According to the article, he'd been out on parole on an armed-robbery conviction at the time his seventeen-year-old ex-sweetheart was found strangled to death. Residents of the resort town reported that Fowler, then twenty-three, had been involved in drugs off and on for years, and speculated that he'd killed the girl when he learned of her romantic entanglement with a friend of his. With the plea bargain, he'd been sentenced to six years in the state prison. He'd served less than a year at the Men's Colony at San Luis Obispo when he engineered his escape. He left California, assuming the alias of Peter Lambert. After a number of miscellaneous sales jobs, he'd gone to work for a clothing manufacturer with outlets in Arizona, Colorado, New Mexico, and California. In 1979, the company had promoted him to western division manager. He was transferred to Los Angeles, where he'd been residing ever since. The newspaper indicated that his colleagues were stunned to learn he'd ever been in trouble. They described him as hardworking, competent, outgoing, articulate, active in church and community affairs.

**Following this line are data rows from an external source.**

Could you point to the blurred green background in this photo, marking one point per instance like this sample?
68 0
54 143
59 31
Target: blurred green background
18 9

The black-and-white photograph of Bailey Fowler showed a man maybe forty years old, half-turned toward the camera, his face blank with disbelief. His features were strong, a refined version of his father's, with the same pugnacious jaw-line. An inset showed the police photograph taken of him seventeen years before, when he was booked for the murder of Jean Timberlake. Since then, his hairline had receded slightly and there was a suggestion that he may have darkened the color, but then again that might have been a function of age or the quality of the photograph. He'd been a handsome kid, and he wasn't bad looking now.